Scavenger experiments confirm the involvement of reactive oxygen species, including hydroxyl (•OH) and superoxide (•O2) radicals, indicating that radical-mediated oxidation plays a key role in the degradation pathway. The proposed mechanism is consistent with recent reports on mechanically induced catalytic systems, where charge generation is attributed to a combination of interfacial electron transfer, defect-mediated charge separation, and electromechanical effects in semiconductor materials. In ZnO-based systems, mechanically induced polarization and surface charge redistribution may facilitate the separation of charge carriers and promote electron transfer to dissolved oxygen, resulting in the formation of reactive oxygen species such as •O2 and subsequently •OH radicals. Furthermore, oxygen-vacancy-related defects and dopant-induced trapping states can prolong charge carrier lifetimes and suppress recombination, thereby enhancing the efficiency of interfacial redox reactions. Similar defect-assisted ROS generation pathways and mechanically stimulated charge-transfer mechanisms have been reported for rare-earth modified ZnO systems in recent studies [32]. Overall, the observed catalytic performance arises from a combination of mechanically induced interfacial effects, defect engineering, and ROS-driven degradation pathways, rather than a single dominant mechanism.

3. Materials and Methods

Zinc acetate dihydrate (Zn(CH3COO)2 × 2H2O, >99.5%), sodium hydroxide (NaOH, >99.0%), and gadolinium oxide (Gd2O3, >99.0%) were sourced from Fluka (Buchs, Switzerland). Commercial TiO2 powder (rutile, Sigma-Aldrich, (Merck), Burlington, MA, USA), Cat. No. 224227, ≥99.9%, particle size < 5 μm) was used as the reference material. Distilled water was used in all experiments, and all other chemicals and reagents were of analytical reagent grade.

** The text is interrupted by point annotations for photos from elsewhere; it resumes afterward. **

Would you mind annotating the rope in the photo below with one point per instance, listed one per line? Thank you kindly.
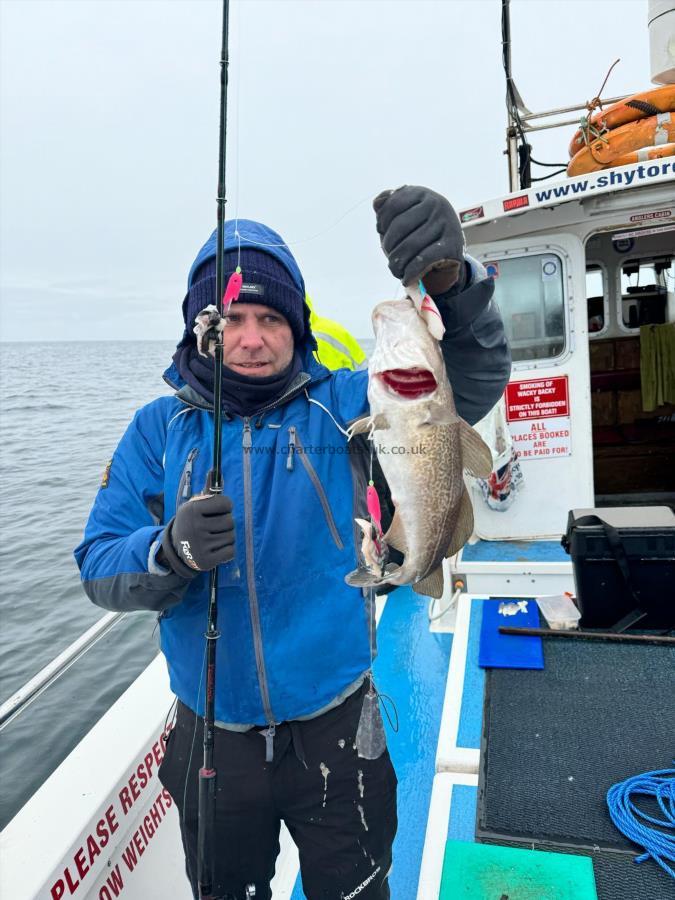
(630, 820)
(588, 130)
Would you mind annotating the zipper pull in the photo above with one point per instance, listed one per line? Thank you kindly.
(269, 733)
(291, 448)
(187, 484)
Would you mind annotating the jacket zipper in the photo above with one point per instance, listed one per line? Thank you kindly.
(253, 595)
(185, 483)
(295, 443)
(291, 448)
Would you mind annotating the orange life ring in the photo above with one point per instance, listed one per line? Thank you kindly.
(638, 106)
(645, 154)
(602, 152)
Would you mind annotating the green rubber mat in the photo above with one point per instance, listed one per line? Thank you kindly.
(490, 872)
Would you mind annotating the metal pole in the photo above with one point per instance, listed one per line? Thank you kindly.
(511, 133)
(611, 636)
(207, 774)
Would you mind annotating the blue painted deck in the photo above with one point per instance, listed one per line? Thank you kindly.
(471, 711)
(514, 551)
(411, 668)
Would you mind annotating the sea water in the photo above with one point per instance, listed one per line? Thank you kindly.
(63, 409)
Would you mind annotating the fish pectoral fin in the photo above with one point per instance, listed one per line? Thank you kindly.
(431, 585)
(363, 577)
(360, 426)
(464, 527)
(395, 536)
(476, 456)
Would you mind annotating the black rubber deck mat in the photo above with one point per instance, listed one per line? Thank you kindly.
(555, 741)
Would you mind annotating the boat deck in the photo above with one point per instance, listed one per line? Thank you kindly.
(437, 686)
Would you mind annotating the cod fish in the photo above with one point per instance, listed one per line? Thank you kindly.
(423, 448)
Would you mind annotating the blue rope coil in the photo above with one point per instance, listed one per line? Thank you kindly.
(657, 837)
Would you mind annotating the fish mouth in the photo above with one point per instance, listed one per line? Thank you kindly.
(409, 383)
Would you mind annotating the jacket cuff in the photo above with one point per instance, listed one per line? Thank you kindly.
(459, 309)
(168, 556)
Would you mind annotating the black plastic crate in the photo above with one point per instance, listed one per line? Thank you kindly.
(647, 539)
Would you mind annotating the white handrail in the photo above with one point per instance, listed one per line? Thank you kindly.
(53, 670)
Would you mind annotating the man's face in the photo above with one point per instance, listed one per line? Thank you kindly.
(257, 340)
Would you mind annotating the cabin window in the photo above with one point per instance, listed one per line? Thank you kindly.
(645, 284)
(529, 291)
(595, 298)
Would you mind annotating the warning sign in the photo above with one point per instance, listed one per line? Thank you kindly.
(538, 416)
(537, 399)
(545, 438)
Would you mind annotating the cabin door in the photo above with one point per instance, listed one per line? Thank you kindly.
(541, 291)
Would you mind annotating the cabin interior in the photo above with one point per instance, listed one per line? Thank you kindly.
(630, 287)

Paracetamol (C8H9NO2), a widely used analgesic and antipyretic pharmaceutical frequently detected in wastewater and surface waters, was employed as a model emerging contaminant in all degradation experiments. The concentration changes were monitored spectrophotometrically at its characteristic absorption maximum (λmax = 243 nm). To investigate the applicability of the catalytic system under realistic environmental conditions, degradation studies were performed in both distilled water and tap water, allowing the effect of background water constituents on the catalytic process to be evaluated.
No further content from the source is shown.